The proverb "Behind every great man stands a great woman", doesn't exist by accident. The only question is: Will we be those great women?

4 comments:

Anonymous,  August 6, 2009 at 6:01 PM  

I'd like to share a little tidbit that my mom learned as a pastor's wife from one of her mentors.
Take your children (regardless of age) and sit up front. If you sit where there is an easy out, you may never find the creative ways to keep your children well behaved and happy in church.
People notice how the PKs act in church and though it may be rough the first few months, they will learn quickly, like all kids do.
As it says in 1 Timothy 3:12, "A deacon must be the husband of but one wife and must manage his children and his household well."
If this is required of a deacon, how much more a Pastor and his wife.
My mom said it was the best advice she had for raising her three children (that all came within three years) in church.
As a PK, I have seen first hand how many PKs have not had the proper boundaries in church or in home (nor the proper amounts of time with their parents). This has led to very broken lives, both theirs and those they influenced.
As a pastor's family, you represent with such a stronger force the Almighty God. If proper behavior is required of a earthly royal family, how much more for those of us part of God's family.
God promised strength, so be not disheartened, but ask Him to show you how to be a pastor's wife and mother that will honor Him to the utmost.

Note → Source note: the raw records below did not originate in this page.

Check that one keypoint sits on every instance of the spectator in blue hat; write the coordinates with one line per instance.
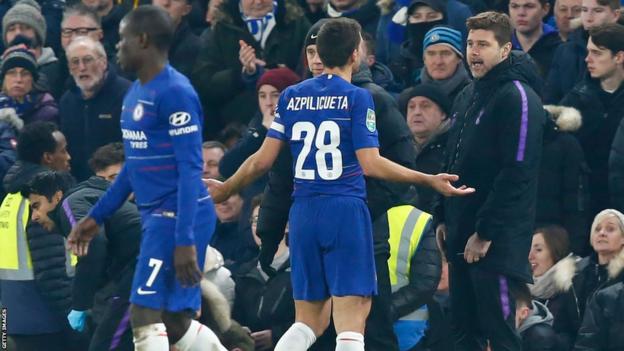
(443, 59)
(531, 35)
(426, 108)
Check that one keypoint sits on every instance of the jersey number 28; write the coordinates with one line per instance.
(308, 132)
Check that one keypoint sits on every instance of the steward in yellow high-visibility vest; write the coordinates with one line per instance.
(35, 268)
(415, 267)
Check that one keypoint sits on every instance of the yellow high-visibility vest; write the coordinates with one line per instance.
(406, 225)
(15, 260)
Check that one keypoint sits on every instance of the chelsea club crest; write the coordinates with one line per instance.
(137, 114)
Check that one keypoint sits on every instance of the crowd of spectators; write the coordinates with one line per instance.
(62, 96)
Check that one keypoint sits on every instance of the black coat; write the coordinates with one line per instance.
(425, 271)
(495, 146)
(218, 72)
(543, 49)
(616, 169)
(395, 144)
(92, 123)
(562, 196)
(47, 249)
(430, 160)
(184, 49)
(602, 113)
(603, 323)
(112, 252)
(567, 67)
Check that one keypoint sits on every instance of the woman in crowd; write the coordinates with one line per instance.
(553, 269)
(18, 73)
(604, 317)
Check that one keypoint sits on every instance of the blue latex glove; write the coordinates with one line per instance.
(77, 320)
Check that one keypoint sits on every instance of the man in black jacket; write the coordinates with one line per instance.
(495, 147)
(568, 64)
(91, 108)
(103, 278)
(186, 44)
(599, 99)
(39, 299)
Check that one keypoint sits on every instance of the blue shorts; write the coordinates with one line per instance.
(331, 248)
(155, 285)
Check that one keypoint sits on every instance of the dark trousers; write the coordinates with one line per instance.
(49, 342)
(379, 334)
(483, 309)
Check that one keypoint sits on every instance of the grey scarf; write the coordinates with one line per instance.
(447, 85)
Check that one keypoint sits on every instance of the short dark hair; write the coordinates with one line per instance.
(80, 9)
(556, 239)
(499, 23)
(613, 4)
(609, 36)
(48, 183)
(153, 21)
(106, 156)
(35, 140)
(370, 43)
(336, 41)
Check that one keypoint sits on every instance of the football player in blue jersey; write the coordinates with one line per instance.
(330, 127)
(161, 125)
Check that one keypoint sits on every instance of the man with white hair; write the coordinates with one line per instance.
(92, 106)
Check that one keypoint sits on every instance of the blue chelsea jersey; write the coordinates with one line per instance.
(161, 124)
(325, 120)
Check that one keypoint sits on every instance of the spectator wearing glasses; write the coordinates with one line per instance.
(90, 109)
(24, 24)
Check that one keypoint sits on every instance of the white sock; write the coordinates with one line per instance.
(350, 341)
(199, 337)
(299, 337)
(151, 337)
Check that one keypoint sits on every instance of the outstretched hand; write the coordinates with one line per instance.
(442, 184)
(81, 235)
(218, 190)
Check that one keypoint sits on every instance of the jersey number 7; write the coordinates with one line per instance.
(330, 128)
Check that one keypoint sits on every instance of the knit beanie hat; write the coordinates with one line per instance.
(313, 32)
(19, 57)
(446, 36)
(26, 12)
(280, 78)
(436, 5)
(431, 92)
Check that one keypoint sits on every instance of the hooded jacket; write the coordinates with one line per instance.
(604, 317)
(51, 73)
(567, 67)
(112, 252)
(37, 306)
(543, 49)
(395, 143)
(495, 146)
(616, 169)
(536, 331)
(10, 125)
(367, 15)
(555, 290)
(217, 72)
(184, 49)
(562, 196)
(91, 123)
(602, 113)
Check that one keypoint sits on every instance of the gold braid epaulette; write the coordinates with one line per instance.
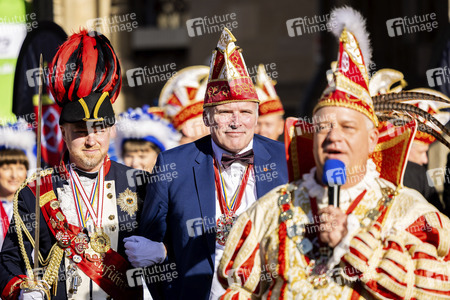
(56, 253)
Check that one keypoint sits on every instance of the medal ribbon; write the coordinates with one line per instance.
(4, 220)
(79, 192)
(108, 272)
(235, 202)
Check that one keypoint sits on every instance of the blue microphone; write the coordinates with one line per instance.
(334, 175)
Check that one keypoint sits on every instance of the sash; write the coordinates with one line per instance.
(107, 270)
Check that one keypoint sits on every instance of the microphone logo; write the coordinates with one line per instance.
(334, 172)
(336, 176)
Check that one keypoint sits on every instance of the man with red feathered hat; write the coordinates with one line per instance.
(88, 204)
(218, 177)
(380, 240)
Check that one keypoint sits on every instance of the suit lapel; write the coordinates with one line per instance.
(205, 187)
(262, 164)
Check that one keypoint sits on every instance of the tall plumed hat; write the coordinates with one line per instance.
(182, 95)
(139, 124)
(270, 103)
(20, 136)
(349, 83)
(85, 78)
(228, 77)
(428, 107)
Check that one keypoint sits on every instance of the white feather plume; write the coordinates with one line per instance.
(355, 23)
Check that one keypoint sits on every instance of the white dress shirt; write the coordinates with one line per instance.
(232, 177)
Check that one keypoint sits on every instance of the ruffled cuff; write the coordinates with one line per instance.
(344, 246)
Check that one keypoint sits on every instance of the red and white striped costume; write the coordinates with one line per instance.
(403, 254)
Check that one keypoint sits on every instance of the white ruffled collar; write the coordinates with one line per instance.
(315, 190)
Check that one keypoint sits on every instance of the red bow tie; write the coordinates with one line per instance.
(246, 158)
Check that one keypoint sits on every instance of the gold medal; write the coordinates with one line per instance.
(100, 242)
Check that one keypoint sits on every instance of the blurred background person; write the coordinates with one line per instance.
(417, 166)
(182, 101)
(14, 164)
(141, 136)
(392, 81)
(271, 112)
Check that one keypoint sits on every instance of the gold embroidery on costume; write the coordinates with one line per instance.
(128, 202)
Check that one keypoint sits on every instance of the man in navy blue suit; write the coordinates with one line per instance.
(218, 177)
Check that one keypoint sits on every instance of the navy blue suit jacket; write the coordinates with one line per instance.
(175, 206)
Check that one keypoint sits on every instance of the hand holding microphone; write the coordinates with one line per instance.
(333, 221)
(334, 175)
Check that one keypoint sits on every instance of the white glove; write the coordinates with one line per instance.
(32, 295)
(143, 252)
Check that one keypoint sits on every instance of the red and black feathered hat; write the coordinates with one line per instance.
(85, 78)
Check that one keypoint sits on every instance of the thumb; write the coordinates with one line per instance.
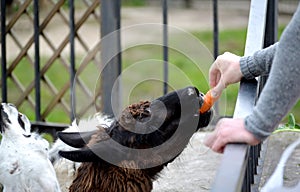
(217, 90)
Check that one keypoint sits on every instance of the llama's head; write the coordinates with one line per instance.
(150, 134)
(13, 122)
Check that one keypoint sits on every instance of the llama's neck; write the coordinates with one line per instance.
(104, 177)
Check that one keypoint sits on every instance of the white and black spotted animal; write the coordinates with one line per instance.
(24, 163)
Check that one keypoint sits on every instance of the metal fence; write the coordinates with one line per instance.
(28, 33)
(239, 166)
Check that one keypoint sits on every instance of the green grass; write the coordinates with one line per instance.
(143, 64)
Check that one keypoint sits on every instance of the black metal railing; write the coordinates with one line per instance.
(240, 169)
(239, 165)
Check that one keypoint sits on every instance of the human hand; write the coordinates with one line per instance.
(224, 71)
(229, 131)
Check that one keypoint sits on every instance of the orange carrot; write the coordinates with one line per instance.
(208, 102)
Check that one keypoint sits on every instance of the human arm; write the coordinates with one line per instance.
(280, 93)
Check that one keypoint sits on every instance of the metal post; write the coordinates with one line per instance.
(3, 52)
(37, 60)
(216, 28)
(216, 41)
(72, 61)
(165, 45)
(110, 53)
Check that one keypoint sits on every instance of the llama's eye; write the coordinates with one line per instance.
(22, 124)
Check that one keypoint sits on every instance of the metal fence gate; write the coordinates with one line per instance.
(26, 53)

Anonymous,  August 6, 2009 at 8:51 PM  

I'm not a PW, however, I agree fully with your blog. I feel it wise for all women to stand tall in loving, repecting, and encouraging there husbands. Thank you for your postive suggestions.

April,  August 7, 2009 at 3:18 AM  

Good work! I like all the suggestions. I think my PH would too.

LaVonne August 8, 2009 at 2:36 AM  

Thank you for such great tips. My husband is not a pastor but these tips are worthwhile in most marriages I think.